Send Your Kids Back to School Safely
Traveling to and from School
- STOP: Teach your kids - whether walking, biking, or riding the bus to school - to obey all traffic signs and traffic officers. Remind them to routinely stop at every street.
- HELMET: If your child bikes, make sure he wears a helmet that meets safety standards. Research indicates that a helmet can reduce the risk of head injury by up to 85%
- STAY BEHIND BUS: Tell your child not to bend down in front of the bus to tie shoes or pick up objects, as the driver may not see him before starting to move.
- PLAN THE PATH: Plan a walking route to school or the bus stop. Choose the most direct way with the fewest street crossings and, if possible, with intersections that have crossing guards.
- SAFE RIDING: Remind your children to stay seated at all times and keep their heads and arms inside the bus while riding. When exiting the bus, children should wait until the bus comes to a complete stop, exit from the front using the handrail to avoid falls and cross the street at least 10 feet (or 10 giant steps) in front of the bus.
- 911: Be sure that your child knows his or her home phone number and address, your work number, the number of another trusted adult and how to call 911 for emergencies.
On the playground
- SAFE EQUIPMENT: Check the playground equipment at your child's school. Look for hazards such as rusted or broken equipment and dangerous surfaces. Spaces that can trap children, such as openings between ladder rungs, should measure less than three and a half inches or more than nine inches. All elevated surfaces, such as ramps, should have guardrails to prevent falls
- SUPERVISION: Make sure a supervisor is always present when children are at the school's playground. For smaller children, a spotter may be necessary.
- SHOCK-ABSORBENT: If they fall, will they still be safe? Playground equipment should be surrounded by shock-absorbing material that is at least nine inches thick.

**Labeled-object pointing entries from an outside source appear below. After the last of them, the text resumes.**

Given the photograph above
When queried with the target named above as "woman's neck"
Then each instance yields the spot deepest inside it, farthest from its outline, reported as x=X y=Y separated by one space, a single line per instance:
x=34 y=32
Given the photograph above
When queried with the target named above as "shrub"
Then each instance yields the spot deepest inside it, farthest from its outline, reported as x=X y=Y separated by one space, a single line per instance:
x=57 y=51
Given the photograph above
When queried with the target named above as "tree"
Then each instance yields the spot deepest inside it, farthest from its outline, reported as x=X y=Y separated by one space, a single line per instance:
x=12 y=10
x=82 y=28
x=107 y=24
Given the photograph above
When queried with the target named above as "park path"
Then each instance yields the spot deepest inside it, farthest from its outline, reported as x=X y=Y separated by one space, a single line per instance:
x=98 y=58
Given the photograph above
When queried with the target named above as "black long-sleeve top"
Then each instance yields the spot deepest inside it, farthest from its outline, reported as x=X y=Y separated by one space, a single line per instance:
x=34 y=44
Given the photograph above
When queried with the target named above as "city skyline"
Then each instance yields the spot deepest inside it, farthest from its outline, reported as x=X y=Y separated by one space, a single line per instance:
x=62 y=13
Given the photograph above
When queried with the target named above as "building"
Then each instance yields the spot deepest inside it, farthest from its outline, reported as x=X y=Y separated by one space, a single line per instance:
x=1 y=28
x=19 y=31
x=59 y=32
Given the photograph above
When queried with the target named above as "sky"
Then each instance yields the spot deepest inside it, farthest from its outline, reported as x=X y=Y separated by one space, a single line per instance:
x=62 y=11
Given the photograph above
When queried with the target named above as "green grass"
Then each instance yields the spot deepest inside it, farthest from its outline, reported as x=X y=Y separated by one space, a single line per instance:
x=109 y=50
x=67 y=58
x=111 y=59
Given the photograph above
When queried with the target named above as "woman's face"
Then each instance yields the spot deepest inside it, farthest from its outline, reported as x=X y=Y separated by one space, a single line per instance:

- ATTIRE: Avoid any drawstrings on the hood or around the neck of jackets and sweatshirts. Drawstrings at the waist or bottom of jackets should extend no more than three inches long to prevent catching in car and school bus doors or getting caught on playground equipment.
- PLAY NICE: Teach children proper playground behavior: no pushing, shoving, or crowding.
- UP-TO-DATE TOYS: Make sure your child's school has up-to-date information on recalled toys and children's products.
- BACKPACK WEIGHT: Injuries from heavy backpacks result in more than 7,000 ER visits per year, according to the Consumer Product Safety Commission. To prevent injury, backpacks should have wide straps, padding in the back and shoulders, and should not weigh more than 10-15% of a child's body weight. Rule of thumb: if the parents can't curl it, it's too heavy.
- BACKPACK WEAR: It might look cooler not to, but children should always use both backpack straps for even distribution of weight.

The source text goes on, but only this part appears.